La Comédie inhumaine

Pour onze jours encore, une ambitieuse souscription est ouverte, ayant pour objet la publication par nos soins d’une éditions intégrale et définitive du cycle de la « Comédie inhumaine » par Michel Pagel, en huit volumes luxes à tirage limité. Alors, en guise de « mot de l’éditeur », en fait un « mot du graphiste » pour changer un peu…

Lorsque les Moutons électriques m’ont proposé de travailler sur « La Comédie inhumaine », j’ai ouvert grand mes oreilles. Je ne connaissais pas cette grande saga, je l’avoue, et venais de découvrir les écrits de Michel Pagel qui, avec un court roman, m’avait complètement séduit. Puis sont arrivés à mes oreilles des sons bien doux tels que « Diable », « démons », « fantastique infernal »… Du miel pour le passionné du sujet que je suis. Je le confesse, intérieurement j’ai dansé une gigue joyeuse.
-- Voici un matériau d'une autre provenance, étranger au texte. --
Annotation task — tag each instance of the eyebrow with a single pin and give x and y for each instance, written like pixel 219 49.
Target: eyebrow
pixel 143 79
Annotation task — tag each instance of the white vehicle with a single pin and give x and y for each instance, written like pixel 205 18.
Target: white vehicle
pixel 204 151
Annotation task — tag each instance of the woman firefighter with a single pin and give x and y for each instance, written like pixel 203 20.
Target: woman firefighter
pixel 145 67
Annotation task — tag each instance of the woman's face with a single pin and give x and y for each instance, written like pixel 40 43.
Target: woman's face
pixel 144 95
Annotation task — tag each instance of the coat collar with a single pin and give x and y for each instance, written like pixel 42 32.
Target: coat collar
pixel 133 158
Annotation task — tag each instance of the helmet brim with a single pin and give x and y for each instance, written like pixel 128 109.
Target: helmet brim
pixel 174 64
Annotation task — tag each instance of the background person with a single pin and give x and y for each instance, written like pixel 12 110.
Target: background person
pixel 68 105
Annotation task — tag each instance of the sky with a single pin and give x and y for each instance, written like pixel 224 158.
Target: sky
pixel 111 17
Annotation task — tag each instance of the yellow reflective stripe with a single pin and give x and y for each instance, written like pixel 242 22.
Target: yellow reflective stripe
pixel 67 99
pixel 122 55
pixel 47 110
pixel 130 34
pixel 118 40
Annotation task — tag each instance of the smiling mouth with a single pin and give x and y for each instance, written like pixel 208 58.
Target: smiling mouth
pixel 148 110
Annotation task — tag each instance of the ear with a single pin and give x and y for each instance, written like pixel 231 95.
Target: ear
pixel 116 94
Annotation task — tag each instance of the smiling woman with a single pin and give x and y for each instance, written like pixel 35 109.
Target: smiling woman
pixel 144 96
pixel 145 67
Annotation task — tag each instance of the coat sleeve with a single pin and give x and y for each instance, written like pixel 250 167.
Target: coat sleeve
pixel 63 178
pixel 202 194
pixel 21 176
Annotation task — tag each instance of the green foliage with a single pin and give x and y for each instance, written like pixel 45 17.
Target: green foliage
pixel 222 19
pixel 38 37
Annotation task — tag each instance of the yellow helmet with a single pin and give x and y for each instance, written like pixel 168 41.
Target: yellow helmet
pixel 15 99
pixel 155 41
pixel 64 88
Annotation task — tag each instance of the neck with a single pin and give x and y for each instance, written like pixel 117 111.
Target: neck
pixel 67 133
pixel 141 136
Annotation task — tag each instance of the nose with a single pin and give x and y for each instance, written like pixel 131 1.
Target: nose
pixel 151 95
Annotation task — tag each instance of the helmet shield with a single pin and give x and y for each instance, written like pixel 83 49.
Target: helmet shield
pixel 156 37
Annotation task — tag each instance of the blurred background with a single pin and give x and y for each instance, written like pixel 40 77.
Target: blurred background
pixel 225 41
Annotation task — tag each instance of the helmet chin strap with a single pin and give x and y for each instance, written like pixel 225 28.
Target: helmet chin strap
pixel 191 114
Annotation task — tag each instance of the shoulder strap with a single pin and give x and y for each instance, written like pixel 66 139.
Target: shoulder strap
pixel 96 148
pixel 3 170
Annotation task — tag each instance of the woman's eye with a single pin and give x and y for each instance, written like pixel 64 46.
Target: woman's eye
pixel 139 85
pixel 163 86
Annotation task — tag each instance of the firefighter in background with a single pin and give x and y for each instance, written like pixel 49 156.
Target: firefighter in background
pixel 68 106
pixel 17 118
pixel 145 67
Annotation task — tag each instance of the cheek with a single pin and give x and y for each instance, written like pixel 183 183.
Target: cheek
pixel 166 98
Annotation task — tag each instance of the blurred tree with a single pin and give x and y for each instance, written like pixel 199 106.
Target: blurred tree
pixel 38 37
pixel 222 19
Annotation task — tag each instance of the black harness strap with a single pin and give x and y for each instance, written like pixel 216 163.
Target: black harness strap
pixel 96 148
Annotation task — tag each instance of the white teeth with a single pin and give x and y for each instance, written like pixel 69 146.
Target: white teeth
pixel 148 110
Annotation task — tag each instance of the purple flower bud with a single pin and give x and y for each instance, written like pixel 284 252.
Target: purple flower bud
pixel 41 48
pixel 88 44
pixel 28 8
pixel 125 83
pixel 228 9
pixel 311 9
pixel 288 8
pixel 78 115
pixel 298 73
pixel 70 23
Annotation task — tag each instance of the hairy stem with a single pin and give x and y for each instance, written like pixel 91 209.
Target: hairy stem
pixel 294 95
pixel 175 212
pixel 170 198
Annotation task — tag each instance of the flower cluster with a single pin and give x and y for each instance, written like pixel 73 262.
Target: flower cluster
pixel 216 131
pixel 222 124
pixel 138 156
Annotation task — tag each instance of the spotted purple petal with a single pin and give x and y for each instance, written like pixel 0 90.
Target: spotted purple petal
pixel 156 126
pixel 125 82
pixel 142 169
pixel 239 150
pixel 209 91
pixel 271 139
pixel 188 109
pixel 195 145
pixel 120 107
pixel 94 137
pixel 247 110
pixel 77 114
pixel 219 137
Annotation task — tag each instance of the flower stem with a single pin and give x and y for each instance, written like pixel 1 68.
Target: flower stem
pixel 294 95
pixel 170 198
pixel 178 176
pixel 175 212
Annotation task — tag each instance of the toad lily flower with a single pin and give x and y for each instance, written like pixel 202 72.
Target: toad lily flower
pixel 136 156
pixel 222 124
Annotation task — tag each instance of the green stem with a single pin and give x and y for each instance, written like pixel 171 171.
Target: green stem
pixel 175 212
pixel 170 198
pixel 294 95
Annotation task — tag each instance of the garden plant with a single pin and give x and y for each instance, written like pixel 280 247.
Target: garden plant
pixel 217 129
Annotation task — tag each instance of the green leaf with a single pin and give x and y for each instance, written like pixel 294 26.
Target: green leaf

Le défi était de taille : huit volumes d’une édition de luxe ! Il fallait trouver un principe graphique aisément déclinable, classieux et surtout, j’y tenais, loin des atmosphères visuelles surchargées que l’on peut trouver lorsque l’on traite du sujet. Mais chaque chose en son temps, il me fallait commencer par le début, l’amorce inévitable de toute création de couverture : lire lesdits ouvrages. Pour y trouver l’inspiration nécessaire et aussi (ou surtout ?) pour l’immense plaisir de lire cette œuvre colossale.

Au départ, j’avais une idée en tête : des couvertures entièrement noires, avec de légères nuances grises. Des têtes de diables, des ronces, des figures grimaçantes, une typo gothique… Y aller à fond, comme Michel Pagel le faisait dans ses textes ! Le constat était sans appel, ça ne fonctionnait pas. Classique, ennuyeux, je n’arrivais pas à me convaincre moi-même. Rehausser le tout avec de l’or peut-être ? Noir et or, un effet de cuir sur les couvertures, ça marche toujours. Oui c’est bien joli tout cela, mais on l’a vu cent fois, mille fois… Ce n’est pas ce que l’on voulait pour cette prestigieuse réédition. Non, ce qu’il fallait, c’était ni plus ni moins que de dépoussiérer l’Enfer ! Tout en respectant certains codes. Mais lesquels ?

C’est là que tout s’est enchaîné, à tel point que je me demande encore si Lucifer lui-même ne m’a pas soufflé quelque idée. Il fallait un pentacle inversé. C’était obligatoire, on ne transige pas avec certains éléments. Un grand pentacle, qui déborderait de la page et irait même courir jusque sur la quatrième. L’avantage de cette étoile, c’est qu’en plus de respecter le genre, elle offre des lignes de construction formidables. Cela prenait forme. Il fallait choisir un caractère pour la titraille. Exit les gothiques, les polices qui coulent, les effets « grunge »… non il fallait du sobre, du chic, quelque chose d’indémodable. Une fonte lisible en petit, car je ne voulais pas que les titres de chaque volume soient trop imposants. Quelques essais de placement plus tard, tout était posé : le nom de l’auteur, de la saga et du volume suivraient les lignes du pentacle. Ça marchait, j’avançais. Le choix des couleurs a suivi, tout seul, comme évident. On laisse tomber le noir intégral, le doré et on opte pour un trio qui ne fera jamais défaut : du rouge, du blanc et du noir. Élégant on a dit.

Ne restait que l’étape finale, le visuel propre à chaque tome. Une petite illustration, au centre de chaque volume. Toutes viennent de la lecture de chaque récit, et m’ont toutes parues comme l’évidence même. Oui, presque comme si j’avais été possédé.

Et voilà, les huit couvertures étaient prêtes et n’attendaient plus que de rejoindre les étagères des lecteurs.

Vous y croyez à tout cela ? On dirait du vrai n’est-ce pas ? Le hic c’est que rien de tout cela n’est arrivé. La vérité c’est que j’ai bel et bien été bouclé dans une cave humide et froide, à peine éclairée par des bougies écarlates dont je vous épargnerai la véritable composition. Que durant toute la durée du travail, je n’ai pas bougé de ma chaise de fer, devant supporter le souffle méphitique de Belphégor sur ma nuque. Que pour l’inspiration, j’ai abandonné ma santé mentale dans les pages des pires tomes de démonologie et mon âme dans les griffes d’un être cornu.

Mais quand je vois l’édition que Les Moutons électriques vous proposent, je me dis qu’elle en vaut chaque tourment.